In virtual top-10 of the most overlooked parts of the watch movement, the crown will very likely land somewhere at podium position. We use it almost every day, taking it for granted, but do you actually know how it is constructed and what has shaped its appearance during the last 150 years? 
One often sees the crown as a utilitarian item, unworthy of deep study or even a trivial curiosity. Just browsing through a catalogue of any brand, we learn a lot about the bezel, the sturdiness of sapphire case back or a shape of the arrows.

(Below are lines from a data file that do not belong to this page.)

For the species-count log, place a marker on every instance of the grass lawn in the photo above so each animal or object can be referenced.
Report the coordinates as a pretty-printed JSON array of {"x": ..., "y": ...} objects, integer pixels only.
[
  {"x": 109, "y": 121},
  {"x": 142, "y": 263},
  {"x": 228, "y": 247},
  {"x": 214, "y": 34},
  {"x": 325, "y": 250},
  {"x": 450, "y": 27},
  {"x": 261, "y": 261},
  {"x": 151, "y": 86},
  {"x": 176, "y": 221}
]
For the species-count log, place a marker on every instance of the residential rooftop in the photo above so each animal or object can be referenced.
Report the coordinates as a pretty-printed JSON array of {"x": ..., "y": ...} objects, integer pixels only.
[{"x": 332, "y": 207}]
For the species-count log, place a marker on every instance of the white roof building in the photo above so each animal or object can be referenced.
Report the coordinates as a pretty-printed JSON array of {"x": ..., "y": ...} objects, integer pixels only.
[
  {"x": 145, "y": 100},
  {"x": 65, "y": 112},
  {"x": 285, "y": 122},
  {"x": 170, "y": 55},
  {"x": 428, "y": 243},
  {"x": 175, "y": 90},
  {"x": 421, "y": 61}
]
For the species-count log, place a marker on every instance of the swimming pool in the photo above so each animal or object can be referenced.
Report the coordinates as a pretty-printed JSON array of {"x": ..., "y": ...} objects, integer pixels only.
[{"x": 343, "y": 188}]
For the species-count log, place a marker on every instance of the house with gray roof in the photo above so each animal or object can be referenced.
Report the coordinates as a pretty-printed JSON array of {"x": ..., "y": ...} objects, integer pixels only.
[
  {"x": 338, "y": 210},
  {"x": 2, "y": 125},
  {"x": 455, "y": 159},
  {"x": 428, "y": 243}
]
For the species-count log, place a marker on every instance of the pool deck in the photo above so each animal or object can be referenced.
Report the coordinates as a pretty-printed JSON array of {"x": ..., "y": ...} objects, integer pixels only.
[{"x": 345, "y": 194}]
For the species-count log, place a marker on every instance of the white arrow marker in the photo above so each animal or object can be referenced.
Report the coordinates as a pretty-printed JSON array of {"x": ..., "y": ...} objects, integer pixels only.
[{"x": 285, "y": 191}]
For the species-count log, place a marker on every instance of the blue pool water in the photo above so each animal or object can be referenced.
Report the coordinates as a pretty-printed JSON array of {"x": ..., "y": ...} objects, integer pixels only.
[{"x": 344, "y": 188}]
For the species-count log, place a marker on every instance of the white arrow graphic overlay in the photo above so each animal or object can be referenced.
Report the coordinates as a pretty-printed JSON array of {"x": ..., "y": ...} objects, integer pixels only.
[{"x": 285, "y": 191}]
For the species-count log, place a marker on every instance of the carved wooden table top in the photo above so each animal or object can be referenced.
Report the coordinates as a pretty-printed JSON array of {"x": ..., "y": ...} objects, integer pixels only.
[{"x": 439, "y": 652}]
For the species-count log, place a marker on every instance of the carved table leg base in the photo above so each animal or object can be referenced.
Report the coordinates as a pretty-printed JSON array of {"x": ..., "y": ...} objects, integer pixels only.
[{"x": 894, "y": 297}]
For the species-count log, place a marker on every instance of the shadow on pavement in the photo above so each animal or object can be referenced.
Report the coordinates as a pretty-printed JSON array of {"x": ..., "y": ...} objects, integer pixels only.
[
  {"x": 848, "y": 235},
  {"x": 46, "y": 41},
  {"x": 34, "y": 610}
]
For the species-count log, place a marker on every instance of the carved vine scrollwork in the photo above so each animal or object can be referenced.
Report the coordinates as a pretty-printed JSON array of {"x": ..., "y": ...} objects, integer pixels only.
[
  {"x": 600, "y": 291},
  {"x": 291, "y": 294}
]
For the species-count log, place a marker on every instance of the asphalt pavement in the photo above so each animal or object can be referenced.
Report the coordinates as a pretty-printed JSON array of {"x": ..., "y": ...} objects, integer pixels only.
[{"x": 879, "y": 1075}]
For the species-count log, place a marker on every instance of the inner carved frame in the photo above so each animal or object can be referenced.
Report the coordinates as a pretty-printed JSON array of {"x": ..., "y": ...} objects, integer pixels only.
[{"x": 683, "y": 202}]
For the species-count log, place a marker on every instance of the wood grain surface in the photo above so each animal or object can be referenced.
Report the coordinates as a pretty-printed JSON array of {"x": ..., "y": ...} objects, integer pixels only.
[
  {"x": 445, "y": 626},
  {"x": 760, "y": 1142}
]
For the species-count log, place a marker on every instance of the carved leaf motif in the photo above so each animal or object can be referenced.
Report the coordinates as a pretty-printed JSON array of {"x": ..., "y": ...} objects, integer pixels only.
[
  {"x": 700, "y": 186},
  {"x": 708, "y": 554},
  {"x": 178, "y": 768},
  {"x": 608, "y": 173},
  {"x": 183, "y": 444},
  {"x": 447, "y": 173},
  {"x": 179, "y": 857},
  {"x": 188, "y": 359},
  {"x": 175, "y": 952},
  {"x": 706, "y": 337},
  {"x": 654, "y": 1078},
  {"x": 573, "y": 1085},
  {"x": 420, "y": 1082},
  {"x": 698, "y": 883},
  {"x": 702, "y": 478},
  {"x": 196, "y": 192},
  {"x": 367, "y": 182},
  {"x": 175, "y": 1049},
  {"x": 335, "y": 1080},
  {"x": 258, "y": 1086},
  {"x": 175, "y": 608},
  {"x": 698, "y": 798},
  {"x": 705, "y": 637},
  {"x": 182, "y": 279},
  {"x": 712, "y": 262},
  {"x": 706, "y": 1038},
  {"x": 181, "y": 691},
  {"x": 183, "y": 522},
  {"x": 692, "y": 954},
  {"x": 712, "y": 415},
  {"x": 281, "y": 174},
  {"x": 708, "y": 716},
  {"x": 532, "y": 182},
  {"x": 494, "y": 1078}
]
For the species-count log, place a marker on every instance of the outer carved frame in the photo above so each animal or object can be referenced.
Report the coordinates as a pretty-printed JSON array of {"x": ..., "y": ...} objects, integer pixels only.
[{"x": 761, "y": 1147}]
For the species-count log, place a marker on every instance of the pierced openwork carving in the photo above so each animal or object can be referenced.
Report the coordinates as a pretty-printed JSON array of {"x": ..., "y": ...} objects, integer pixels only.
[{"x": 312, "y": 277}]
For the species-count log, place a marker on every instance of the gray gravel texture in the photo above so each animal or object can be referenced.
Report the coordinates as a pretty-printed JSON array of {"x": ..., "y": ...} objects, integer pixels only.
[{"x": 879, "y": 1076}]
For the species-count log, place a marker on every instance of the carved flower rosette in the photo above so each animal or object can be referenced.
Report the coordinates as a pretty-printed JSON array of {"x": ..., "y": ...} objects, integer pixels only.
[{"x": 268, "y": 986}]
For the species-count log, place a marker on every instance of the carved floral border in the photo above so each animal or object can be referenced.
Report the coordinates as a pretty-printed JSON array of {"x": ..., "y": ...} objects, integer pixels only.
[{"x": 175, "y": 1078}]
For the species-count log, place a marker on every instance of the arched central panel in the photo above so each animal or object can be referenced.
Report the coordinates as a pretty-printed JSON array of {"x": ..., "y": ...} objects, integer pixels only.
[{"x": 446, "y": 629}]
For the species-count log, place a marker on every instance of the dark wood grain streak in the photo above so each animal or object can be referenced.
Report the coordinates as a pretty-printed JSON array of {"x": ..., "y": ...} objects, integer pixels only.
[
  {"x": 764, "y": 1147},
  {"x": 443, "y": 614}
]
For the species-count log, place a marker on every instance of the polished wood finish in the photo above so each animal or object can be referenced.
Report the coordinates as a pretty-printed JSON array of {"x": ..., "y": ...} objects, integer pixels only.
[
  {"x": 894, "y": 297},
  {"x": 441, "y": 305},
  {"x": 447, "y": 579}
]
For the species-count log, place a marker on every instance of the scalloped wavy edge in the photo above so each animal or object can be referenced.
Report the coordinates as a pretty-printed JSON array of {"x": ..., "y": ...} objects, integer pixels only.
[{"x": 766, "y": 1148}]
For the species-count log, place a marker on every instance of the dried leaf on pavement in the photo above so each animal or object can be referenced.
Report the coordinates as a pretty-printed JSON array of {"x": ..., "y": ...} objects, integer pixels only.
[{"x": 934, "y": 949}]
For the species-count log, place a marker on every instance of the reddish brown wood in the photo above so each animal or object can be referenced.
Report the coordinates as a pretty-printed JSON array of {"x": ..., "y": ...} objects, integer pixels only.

However, the crown by means of which we’ll communicate with the watch, will be mentioned only if its set with precious stones, and then again, only in terms of the total carat weight. And let’s make it clear: the diversity of designs, placement and even functionality is huge. In addition to setting time and date, crown is used for winding, and in some chronographs even for starting the countdown. Above all — it is the main surface of the watch for direct owners interaction. Aesthetics here mostly intersects with functional needs, and no matter how exquisite the decoration is, its primarily purpose includes a comfortable grip for your fingers. 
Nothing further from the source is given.